Math 632 - Introduction to Stochastic Processes, Lecture 3
Spring 2022
Meetings: TuTh 11PM-12:15PM Van Vleck B239
Instructor: Benedek Valkó
Office: 409 Van Vleck
Email: valko at math dot wisc dot edu
Office hours: W 3:40pm-5pm (via Zoom), Th 12:15pm-12:55pm
(in person, B329) or by appointment
This is the course homepage. Part of this information is repeated
in the course syllabus that you find on Canvas. Important deadlines
from the Registrar's page.
Course description
Math 632 is a course on basic stochastic processes and
applications with an emphasis on problem solving. Topics will
include discrete-time Markov chains, Poisson point
processes, continuous-time Markov chains, and renewal processes.
In class we go through theory, examples to illuminate the
theory, and techniques for solving problems. Homework exercises
and exam problems are paper-and-pencil calculations with examples
and special cases, together with short proofs.

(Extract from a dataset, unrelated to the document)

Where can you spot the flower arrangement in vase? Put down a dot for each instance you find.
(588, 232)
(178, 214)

A typical advanced math course follows a strict theorem-proof
format. 632 is not of this type. Mathematical theory is discussed
in a precise fashion but only some results can be rigorously
proved in class. This is a consequence of time limitations and the
desire to leave measure theory outside the scope of this course.
Interested students can find the proofs in the literature. For a
thoroughly rigorous probability course students should sign up for
the graduate probability sequence Math/Stat 733-734 which requires
a background in measure theory from Math 629 or 721. An
undergraduate sequel to 632 in stochastic processes is Math 635 -
Introduction to Brownian motion and stochastic calculus.
Textbook
Rick Durrett: Essentials of Stochastic Processes. 3rd
edition. We expect to cover parts of Chapters 1-5. UW-Madison
students can download this textbook for free through SpringerLink.

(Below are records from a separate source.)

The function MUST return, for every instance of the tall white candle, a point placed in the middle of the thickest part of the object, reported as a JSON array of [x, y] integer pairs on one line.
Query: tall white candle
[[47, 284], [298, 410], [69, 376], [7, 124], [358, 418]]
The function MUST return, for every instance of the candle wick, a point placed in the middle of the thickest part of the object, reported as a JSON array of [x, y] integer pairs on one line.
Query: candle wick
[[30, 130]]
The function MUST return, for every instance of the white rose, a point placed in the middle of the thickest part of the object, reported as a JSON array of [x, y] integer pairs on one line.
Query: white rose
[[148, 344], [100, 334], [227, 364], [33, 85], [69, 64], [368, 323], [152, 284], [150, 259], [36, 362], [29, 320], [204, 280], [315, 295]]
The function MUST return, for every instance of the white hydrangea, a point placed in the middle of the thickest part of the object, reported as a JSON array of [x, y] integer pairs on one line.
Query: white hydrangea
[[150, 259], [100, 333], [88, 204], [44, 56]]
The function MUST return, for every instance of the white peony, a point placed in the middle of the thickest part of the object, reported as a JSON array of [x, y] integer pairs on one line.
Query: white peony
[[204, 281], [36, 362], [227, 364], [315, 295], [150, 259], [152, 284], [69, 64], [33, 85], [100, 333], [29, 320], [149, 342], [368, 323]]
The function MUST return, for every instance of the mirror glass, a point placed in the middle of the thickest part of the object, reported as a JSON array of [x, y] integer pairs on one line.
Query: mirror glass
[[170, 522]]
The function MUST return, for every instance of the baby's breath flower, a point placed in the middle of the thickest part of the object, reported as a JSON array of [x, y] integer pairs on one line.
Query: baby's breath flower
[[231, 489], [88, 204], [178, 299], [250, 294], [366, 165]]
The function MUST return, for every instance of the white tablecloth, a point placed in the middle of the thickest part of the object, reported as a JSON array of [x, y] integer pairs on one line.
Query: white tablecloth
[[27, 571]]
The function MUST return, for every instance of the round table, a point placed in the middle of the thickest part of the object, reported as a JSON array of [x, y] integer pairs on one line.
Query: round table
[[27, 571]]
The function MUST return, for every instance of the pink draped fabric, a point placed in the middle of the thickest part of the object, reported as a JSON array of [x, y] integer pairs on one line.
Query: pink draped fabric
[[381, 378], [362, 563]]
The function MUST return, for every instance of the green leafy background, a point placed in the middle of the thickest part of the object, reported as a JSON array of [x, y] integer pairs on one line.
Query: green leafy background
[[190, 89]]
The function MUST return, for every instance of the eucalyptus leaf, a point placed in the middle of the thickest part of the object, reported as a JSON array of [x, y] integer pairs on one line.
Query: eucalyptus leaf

Separate lecture notes will also be provided on Canvas.
Other textbooks which could be used for supplemental reading:
- Greg Lawler: Introduction to Stochastic Processes, Chapman
and Hall
- Sidney Resnick: Adventures in Stochastic Processes,
Birkhäuser.
- Sheldon Ross: Stochastic Processes, Wiley
- Sheldon Ross: Introduction to Probability Models,
Academic Press
Prerequisites
The official prerequisites are an introductory probability course
(Math 309/Stat 311/Math 431/Math 531) and a course in linear
algebra or intro to proofs (Math 320/340/341/375/421).

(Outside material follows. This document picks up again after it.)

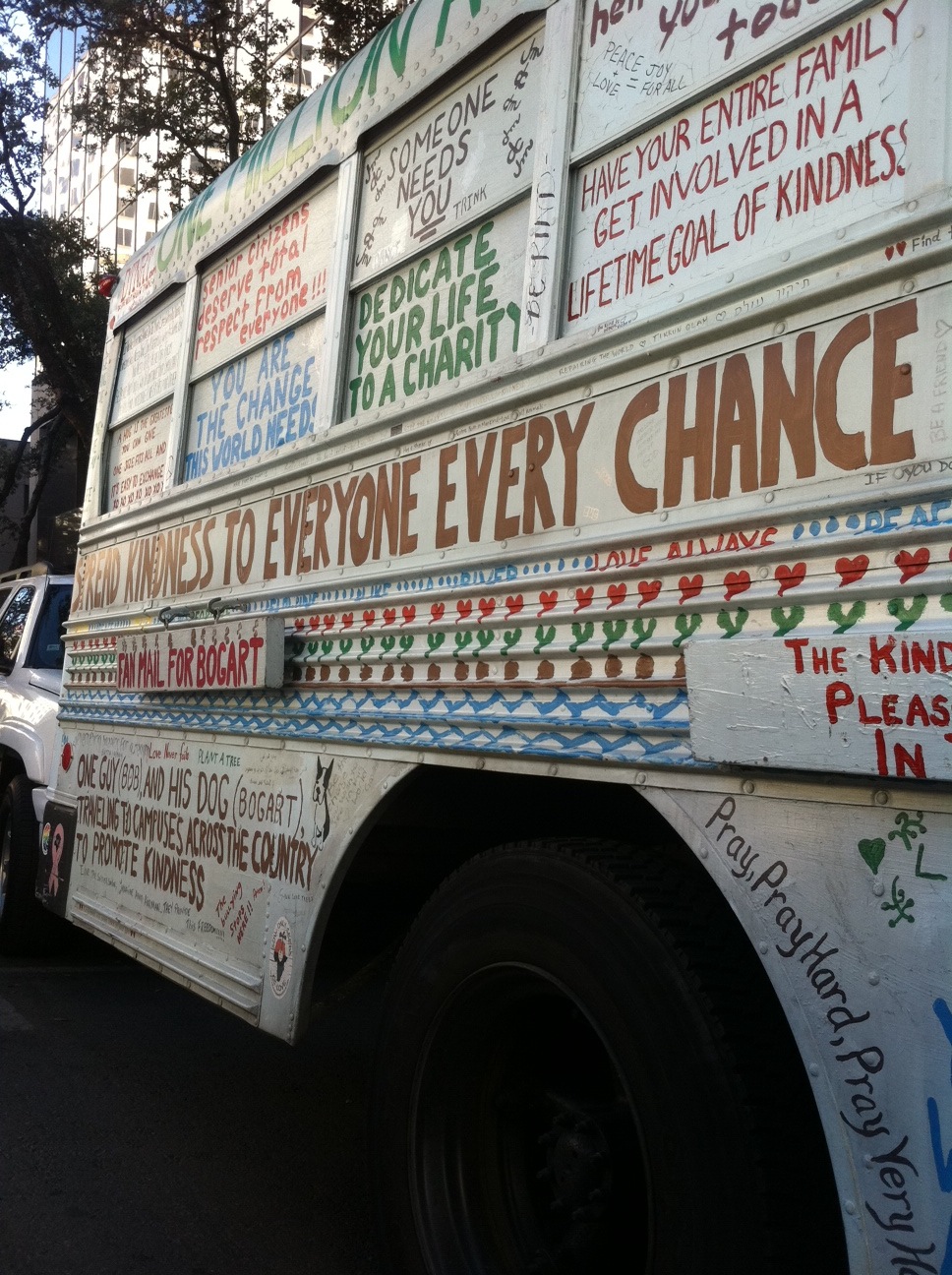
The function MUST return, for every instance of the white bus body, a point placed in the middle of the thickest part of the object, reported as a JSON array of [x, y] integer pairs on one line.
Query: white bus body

It is important to have a good knowledge of undergraduate
probability. This means familiarity with basic probability models,
random variables and their probability mass functions and
distributions, expectations, joint distributions, independence,
conditional probabilities, the law of large numbers and the
central limit theorem. If you wish to acquire a book for review,
the Math 431 textbook Introduction
to Probability by Anderson, Seppäläinen and Valkó is
recommended.
Course content
Here is a rough outline for the course:
Week 1: Quick probability review, renewal processes
Weeks 2-6: Discrete time Markov Chains
Week 7-8: Martingales
Week 9-10: Poisson process
Week 11: Renewal processes
Week 12-15: Continuous Time Markov Chains
We cover Chapters 1-5 of Durrett's book (but not necessarily in the
same order).
Canvas
All course materials (syllabus, lecture notes, homework assignments,
solutions etc.) will be posted on the Canvas site of the course.
Piazza
Piazza is an online platform for class
discussion. Post your math questions on Piazza and answer other
students' questions. Our class Piazza page can be accessed from
the Canvas page of the course.
Instructions for homework
Homework will be assigned weekly or biweekly. The assignments will
be posted on Canvas, and they will have to be submitted in Canvas
as a single PDF file.
- No late assignments will be accepted.
- Observe rules of academic integrity. Handing in plagiarized
work, whether copied from a fellow student or off the web, is
not acceptable. Plagiarism cases will lead to sanctions.
- Neatness and clarity are essential. Write one problem per page
except in cases of very short problems. You are strongly
encouraged to use LaTeX to typeset your solutions. (Check out
Overleaf for an online tool to edit LaTeX documents.)
Handwritten solutions will need to be scanned, it is your
responsibility to check that the scanned file is in PDF format,
and your work is legible.
- Make sure to properly justify your solutions. Computations
without appropriate explanation will not receive credit, even if
the final numerical answer is correct.
- You can use basic facts from probability in your homework and
the results we cover in class. If you do use other literature
for help, cite your sources properly. However, it is better to
attack the problems with your own resources instead of searching
the literature or the internet. The purpose of the homework is
to strengthen your problem solving skills, not literature search
skills.
- It is valuable to discuss ideas for homework problems with
other students. But it is not acceptable to write solutions
together or to copy another person's solution. In the end you
have to hand in your own personal work. Similarly, finding
solutions on the internet is tantamount to cheating. It is the
same as copying someone else's solution.